# Malaysia's Perhentian Islands is a real PARADISE !



## Skyprince (May 2, 2006)

Perhentian Island Map










I just returned from Perhentian Island yesterday and was really amazed by the natural beauty and the quality of the beach. I went there with a friend from Korea. At first I thought the trip would be uneventful n nothing special but once we arrived there there are many to do and see.

All the pics were taken from my camera.









My Korean friend on the speedboat from Kuala Besut Jetty in the mainland Terengganu state to Perhentian Island. The journey took 30 minutes. 
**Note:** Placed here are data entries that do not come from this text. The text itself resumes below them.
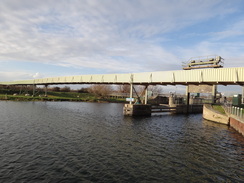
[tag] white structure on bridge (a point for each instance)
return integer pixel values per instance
(220, 76)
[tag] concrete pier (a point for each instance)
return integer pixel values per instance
(137, 110)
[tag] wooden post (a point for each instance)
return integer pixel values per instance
(187, 99)
(214, 90)
(131, 92)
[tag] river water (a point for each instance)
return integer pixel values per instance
(94, 142)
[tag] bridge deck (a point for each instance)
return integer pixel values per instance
(223, 76)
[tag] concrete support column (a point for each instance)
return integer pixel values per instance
(34, 90)
(214, 91)
(146, 94)
(242, 101)
(46, 90)
(131, 92)
(20, 89)
(187, 99)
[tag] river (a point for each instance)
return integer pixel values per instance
(94, 142)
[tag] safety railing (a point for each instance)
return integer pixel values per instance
(235, 111)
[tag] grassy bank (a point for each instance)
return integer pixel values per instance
(218, 108)
(60, 96)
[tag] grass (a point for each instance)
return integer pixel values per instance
(218, 108)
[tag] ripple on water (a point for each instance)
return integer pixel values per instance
(82, 142)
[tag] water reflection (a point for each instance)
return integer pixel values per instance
(76, 142)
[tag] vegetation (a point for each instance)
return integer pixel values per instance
(94, 93)
(219, 108)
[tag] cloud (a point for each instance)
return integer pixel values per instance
(126, 36)
(11, 76)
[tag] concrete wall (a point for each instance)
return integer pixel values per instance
(137, 110)
(212, 115)
(237, 124)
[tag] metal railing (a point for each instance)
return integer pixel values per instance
(237, 112)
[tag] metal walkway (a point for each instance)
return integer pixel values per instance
(220, 76)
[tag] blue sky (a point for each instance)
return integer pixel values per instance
(71, 37)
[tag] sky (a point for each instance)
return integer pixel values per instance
(47, 38)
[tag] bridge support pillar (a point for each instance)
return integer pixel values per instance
(214, 91)
(34, 90)
(46, 90)
(137, 110)
(187, 99)
(242, 95)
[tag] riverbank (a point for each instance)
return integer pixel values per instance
(63, 96)
(217, 113)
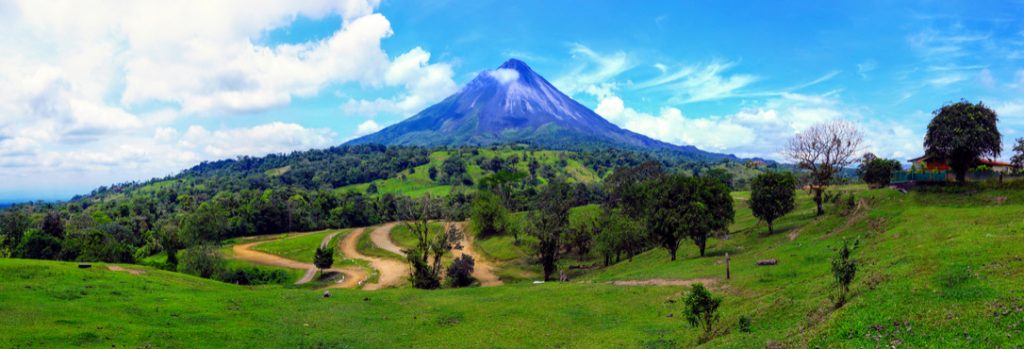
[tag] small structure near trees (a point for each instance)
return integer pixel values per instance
(961, 133)
(701, 310)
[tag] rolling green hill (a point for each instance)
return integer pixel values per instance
(937, 268)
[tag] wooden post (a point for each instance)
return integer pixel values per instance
(727, 266)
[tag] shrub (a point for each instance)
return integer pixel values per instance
(253, 275)
(844, 269)
(460, 272)
(772, 195)
(203, 261)
(489, 217)
(877, 172)
(38, 245)
(701, 310)
(324, 258)
(744, 323)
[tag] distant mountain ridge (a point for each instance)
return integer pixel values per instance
(514, 104)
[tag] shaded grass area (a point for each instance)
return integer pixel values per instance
(367, 247)
(937, 268)
(299, 247)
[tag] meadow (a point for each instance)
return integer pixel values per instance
(938, 267)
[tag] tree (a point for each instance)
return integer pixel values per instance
(548, 222)
(324, 258)
(619, 234)
(823, 149)
(678, 207)
(460, 272)
(772, 195)
(425, 258)
(489, 217)
(53, 224)
(962, 132)
(877, 171)
(502, 183)
(844, 269)
(167, 238)
(701, 310)
(1018, 159)
(202, 260)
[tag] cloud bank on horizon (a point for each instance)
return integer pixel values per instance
(101, 92)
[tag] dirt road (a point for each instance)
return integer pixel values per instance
(353, 275)
(483, 270)
(392, 272)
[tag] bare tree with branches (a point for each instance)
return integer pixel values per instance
(823, 149)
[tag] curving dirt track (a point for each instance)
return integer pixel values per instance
(392, 272)
(483, 270)
(353, 275)
(666, 281)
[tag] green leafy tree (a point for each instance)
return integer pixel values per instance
(844, 269)
(503, 183)
(619, 234)
(677, 207)
(877, 171)
(961, 133)
(324, 258)
(207, 224)
(701, 310)
(460, 272)
(548, 221)
(38, 245)
(773, 194)
(53, 224)
(13, 224)
(425, 258)
(1018, 159)
(488, 216)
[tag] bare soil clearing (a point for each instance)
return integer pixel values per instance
(123, 269)
(353, 275)
(665, 281)
(392, 272)
(483, 270)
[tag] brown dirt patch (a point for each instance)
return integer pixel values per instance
(666, 281)
(392, 272)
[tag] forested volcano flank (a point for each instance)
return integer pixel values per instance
(514, 104)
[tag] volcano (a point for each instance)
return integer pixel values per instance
(514, 104)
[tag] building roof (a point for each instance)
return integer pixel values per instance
(983, 161)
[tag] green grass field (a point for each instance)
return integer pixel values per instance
(938, 268)
(300, 247)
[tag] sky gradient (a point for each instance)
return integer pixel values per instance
(97, 93)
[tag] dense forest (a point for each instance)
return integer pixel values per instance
(312, 189)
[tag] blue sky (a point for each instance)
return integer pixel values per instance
(101, 93)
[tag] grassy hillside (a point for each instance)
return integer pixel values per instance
(937, 268)
(300, 247)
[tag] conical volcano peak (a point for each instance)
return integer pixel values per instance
(513, 104)
(517, 66)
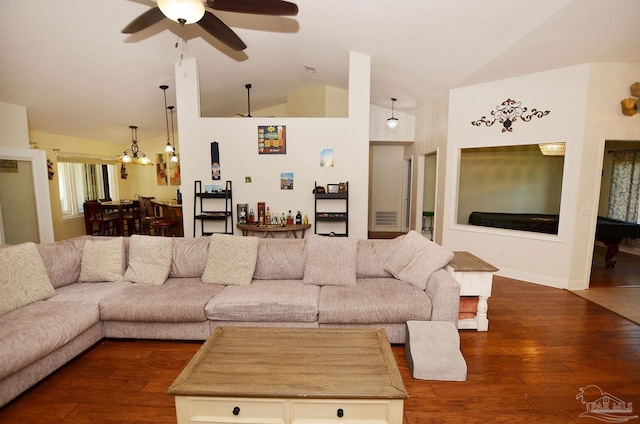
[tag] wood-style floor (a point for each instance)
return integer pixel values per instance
(543, 344)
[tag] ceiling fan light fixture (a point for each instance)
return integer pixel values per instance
(182, 11)
(392, 122)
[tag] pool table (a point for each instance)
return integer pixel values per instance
(611, 232)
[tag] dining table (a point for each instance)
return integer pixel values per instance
(121, 207)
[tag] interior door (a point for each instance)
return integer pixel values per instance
(18, 211)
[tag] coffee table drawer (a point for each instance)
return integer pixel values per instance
(230, 410)
(341, 411)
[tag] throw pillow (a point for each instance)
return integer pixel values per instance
(102, 260)
(149, 260)
(330, 261)
(23, 277)
(231, 260)
(415, 258)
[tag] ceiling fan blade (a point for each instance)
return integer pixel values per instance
(258, 7)
(214, 26)
(143, 21)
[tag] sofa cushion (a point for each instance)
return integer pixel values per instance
(177, 300)
(34, 331)
(415, 258)
(280, 259)
(102, 260)
(89, 292)
(62, 260)
(373, 300)
(231, 260)
(189, 256)
(149, 259)
(372, 255)
(330, 261)
(23, 277)
(264, 301)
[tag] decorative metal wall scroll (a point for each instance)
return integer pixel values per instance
(507, 113)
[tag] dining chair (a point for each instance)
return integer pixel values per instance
(165, 225)
(96, 221)
(133, 219)
(147, 214)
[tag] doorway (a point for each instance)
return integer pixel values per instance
(24, 197)
(18, 216)
(626, 272)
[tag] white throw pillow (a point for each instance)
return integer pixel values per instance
(23, 277)
(102, 260)
(415, 258)
(231, 260)
(149, 259)
(330, 261)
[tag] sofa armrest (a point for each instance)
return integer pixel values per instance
(444, 292)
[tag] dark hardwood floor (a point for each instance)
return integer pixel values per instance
(625, 274)
(543, 344)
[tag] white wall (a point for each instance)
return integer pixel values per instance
(584, 104)
(14, 130)
(239, 158)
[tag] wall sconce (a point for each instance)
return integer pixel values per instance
(392, 122)
(553, 149)
(631, 105)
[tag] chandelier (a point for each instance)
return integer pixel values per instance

The shore in front of our chalet.









Crystal clear sea...


----------



## Skyprince (May 2, 2006)

My photo in Small Perhentian island









Me sleeping on the net


----------



## Skyprince (May 2, 2006)

Beautiful coast









It's me.. look at how transparent the water is !!


----------



## Skyprince (May 2, 2006)

The aquamarine sea.. many tropical sea creatures .. a great spot for snorkelling and diving









Me again


----------



## Skyprince (May 2, 2006)

My most favourite spot to swim at Small Perhentian









Taken during Island-hopping 

My Korean fren will send me photos taken from his camera , later and i will forward them here


----------



## Very Controversial (Dec 4, 2005)

Looks great.


----------



## Rapid (May 31, 2004)

man, skyprince...your like everywhere these days


----------



## jlshyang (May 22, 2005)

Skyprince, thanks for the pics! That was the exact same spot i went to my last trip to Perhentian! I miss that place! I'll post my pics later 

Perhentian Island is the next best thing after Maldives.


----------



## jlshyang (May 22, 2005)

*Perhentian Island, Terengganu, Malaysia.*

To those who are into snorkelling and diving, Perhentian Island is definitely better than the islands in Thailand. No doubt about that. It's ranked among the top 5 diving spots worldwide.

Kuala Besut Jetty









Perhentian Island

































Redang Island


----------



## Erebus555 (Apr 21, 2006)

Looks gorgeous. Dont think I'll be going there anytime soon by the looks of my bank balance.


----------



## alsen (Jan 20, 2006)

look beautiful.but which one is better,Perhentian or Redang?.my friend said Redang is better


----------



## jlshyang (May 22, 2005)

Redang's more for relaxation and it's a bit too commercialised but for those who are into water activities like snorkelling or diving, Perhentian is better.


----------